San Francisco Police Chief Greg Suhr resigned Thursday. He is seen at a press conference earlier Thursday about an officer involved shooting that ended in the death of a 27-year-old woman.
May 19, 2016
San Francisco Police Chief Greg Suhr resigned Thursday, hours after a city officer killed a woman at the edge of the Bayview neighborhood and after he was asked to step down by Mayor Ed Lee.
At a City Hall news conference, Lee said he hoped to “heal the city” amid outrage over recent police killings of people of color and revelations that a number of officers had exchanged racist and homophobic text messages.
“The progress we have made has been meaningful but it hasn’t been fast enough, not for me and not for Greg, and that’s why I have asked Chief Suhr for his resignation,” Lee said in remarks that lasted five minutes.
Lee named as acting police chief Toney Chaplin, 47, who was a deputy chief. The announcement came after Lee and Suhr met for hours in Lee’s office, with the departing chief exiting a side door without speaking to reporters. Chaplin stood at Lee’s side during the news conference.
Lee appointed Suhr, 57, in April 2011 when George Gascón became district attorney. A 30-year veteran of the force at the time, he had the backing of the police union, Chinatown political powerhouse Rose Pak and state Attorney General Kamala Harris, Gascón’s predecessor as district attorney.
But Suhr presided over a series of controversies, including the arrests of officers, allegations of racism and racial profiling in the force, and disputed officer-involved shootings. The U.S. Department of Justice division in charge of police-community relations has launched a top-to-bottom review of San Francisco police.
“I have previously expressed confidence in Chief Suhr because I know he agrees with and understands the need for reform,” Lee said. “He has demonstrated his commitment to instilling these reforms into the whole department, from the command staff to the cadets.
“But following this morning’s officer-involved shooting and my meeting with Chief Suhr this afternoon,” Lee said, “I have arrived at a different conclusion to the question of how best to move forward.”
Lee said, “In this solemn moment we must put aside politics and begin to heal the city.”
Suhr and Lee had until Thursday been fending off calls from critics, including four members of the Board of Supervisors, that the chief be replaced.
City Supervisor Norman Yee, who had supported keeping the chief on, said Thursday he had been “willing to give [Suhr] this last chance to implement his changes. But with this recent incident today, which is tragic, I think the mayor is doing the right thing asking for his resignation. I am happy that Chief Suhr was wiling to give his resignation. We really need to start healing our communities.

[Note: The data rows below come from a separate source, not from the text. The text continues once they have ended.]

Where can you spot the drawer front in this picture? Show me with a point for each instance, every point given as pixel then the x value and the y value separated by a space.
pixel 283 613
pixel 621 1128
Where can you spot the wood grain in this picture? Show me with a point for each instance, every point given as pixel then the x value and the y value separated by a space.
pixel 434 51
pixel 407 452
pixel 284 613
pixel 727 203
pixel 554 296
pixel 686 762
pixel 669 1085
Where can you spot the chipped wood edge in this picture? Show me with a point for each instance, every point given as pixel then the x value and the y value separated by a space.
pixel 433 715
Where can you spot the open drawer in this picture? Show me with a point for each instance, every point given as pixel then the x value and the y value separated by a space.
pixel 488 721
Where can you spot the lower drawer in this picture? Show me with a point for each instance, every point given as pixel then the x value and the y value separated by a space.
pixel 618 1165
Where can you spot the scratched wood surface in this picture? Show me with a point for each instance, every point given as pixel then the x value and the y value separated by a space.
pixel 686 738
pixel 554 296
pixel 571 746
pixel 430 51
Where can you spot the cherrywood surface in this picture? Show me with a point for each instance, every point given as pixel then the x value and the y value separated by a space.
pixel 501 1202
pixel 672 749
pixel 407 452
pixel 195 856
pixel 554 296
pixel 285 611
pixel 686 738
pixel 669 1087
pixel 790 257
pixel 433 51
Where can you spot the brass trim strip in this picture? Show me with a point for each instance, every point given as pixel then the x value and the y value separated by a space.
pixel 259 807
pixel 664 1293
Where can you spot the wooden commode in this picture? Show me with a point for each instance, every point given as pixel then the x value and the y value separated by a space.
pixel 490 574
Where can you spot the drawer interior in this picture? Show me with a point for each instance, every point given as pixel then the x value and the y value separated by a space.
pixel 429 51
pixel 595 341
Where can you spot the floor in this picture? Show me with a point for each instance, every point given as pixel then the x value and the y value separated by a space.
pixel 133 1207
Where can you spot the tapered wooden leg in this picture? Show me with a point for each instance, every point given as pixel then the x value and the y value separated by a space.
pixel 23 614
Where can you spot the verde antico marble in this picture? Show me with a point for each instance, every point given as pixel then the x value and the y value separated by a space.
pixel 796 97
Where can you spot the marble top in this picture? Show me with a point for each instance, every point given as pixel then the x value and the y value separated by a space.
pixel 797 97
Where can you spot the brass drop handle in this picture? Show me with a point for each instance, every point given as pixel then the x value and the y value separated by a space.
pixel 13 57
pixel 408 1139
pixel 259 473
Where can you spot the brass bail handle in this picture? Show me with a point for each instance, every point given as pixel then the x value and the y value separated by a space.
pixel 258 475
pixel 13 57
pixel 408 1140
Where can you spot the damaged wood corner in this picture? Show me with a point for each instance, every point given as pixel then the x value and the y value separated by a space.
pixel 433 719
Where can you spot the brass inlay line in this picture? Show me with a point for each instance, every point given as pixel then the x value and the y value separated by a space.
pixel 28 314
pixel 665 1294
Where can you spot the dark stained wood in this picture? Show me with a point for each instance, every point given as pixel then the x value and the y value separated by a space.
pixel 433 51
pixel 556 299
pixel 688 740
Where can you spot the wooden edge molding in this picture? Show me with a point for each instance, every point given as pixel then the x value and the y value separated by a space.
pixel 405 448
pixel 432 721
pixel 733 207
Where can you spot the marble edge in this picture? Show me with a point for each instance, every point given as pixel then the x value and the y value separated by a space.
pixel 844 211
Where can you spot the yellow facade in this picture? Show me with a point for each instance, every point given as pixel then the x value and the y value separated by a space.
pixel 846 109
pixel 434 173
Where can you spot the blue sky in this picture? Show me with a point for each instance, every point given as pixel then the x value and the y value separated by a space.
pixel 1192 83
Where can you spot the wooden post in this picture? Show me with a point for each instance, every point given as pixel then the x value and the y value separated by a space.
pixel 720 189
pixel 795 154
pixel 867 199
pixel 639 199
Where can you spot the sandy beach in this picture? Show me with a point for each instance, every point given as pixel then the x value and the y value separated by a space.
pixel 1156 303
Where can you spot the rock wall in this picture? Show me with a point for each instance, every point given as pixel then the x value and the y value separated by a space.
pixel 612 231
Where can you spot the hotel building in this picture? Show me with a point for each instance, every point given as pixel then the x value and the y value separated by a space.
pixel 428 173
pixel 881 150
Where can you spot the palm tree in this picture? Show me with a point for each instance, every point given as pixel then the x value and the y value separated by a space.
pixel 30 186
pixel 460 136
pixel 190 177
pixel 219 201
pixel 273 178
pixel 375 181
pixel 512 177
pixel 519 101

“The chief is a good guy,” Yee said. “He does care about people in San Francisco. And I’m sure that weighed into this decision. … I think [Suhr] took the high road and really believes this is better for San Francisco.”
Board of Supervisors President London Breed, who had refused to comment before Thursday on whether the chief should be replaced, offered unusually personal remarks in a statement.
“Greg Suhr has served San Francisco valiantly for over three decades,” Breed said. “I knew him when I was a child in the Western Addition, and he was a young narcotics officer working the beat. Greg was always respectful, always a servant of the community. I only hope his resignation today can help heal the wounds our community has suffered, and that all of us can dedicate ourselves to the police reforms Chief Suhr helped begin.”
“It was an untenable situation and what needed to happen has happened,” said Supervisor Aaron Peskin, who had also refused to comment before Thursday on whether the chief should be replaced. “The events of this morning were above and beyond the pale.”
On Thursday morning, a San Francisco police sergeant shot and killed a woman who was driving a suspected stolen car near the Bayview neighborhood, officials said. There was no immediate indication that the 27-year-old woman had a weapon or was trying to run down the sergeant before the shooting, police said.
It was the third fatal shooting of a suspect by San Francisco police within the past six months. Previous shootings, particularly the Dec. 2 killing of 26-year-old stabbing suspect Mario Woods in the Bayview, have prompted critics to accuse police of being too quick to use their guns, especially against suspects who are minorities.
Woods was African American, and Suhr said the woman who was killed Thursday was black. Her name and the names of the officers involved have not been released.
Lee said police shootings had “shaken and divided our City, and tensions between law enforcement and communities of color that have simmered for too many years have come into full view. … The community is grieving, and I join them in that grief.”
Chaplin, the acting chief, is a 26-year department veteran who has worked out of the Mission and Taraval stations and in the gang task force and recently helped launch a unit aimed at bringing transparency and accountability to the department.
“He’s established a record of commitment to the city’s diverse communities,” Lee said. “I will hold the acting chief and the department to a high standard of urgency to implement the reforms we’ve already announced in the past several months.”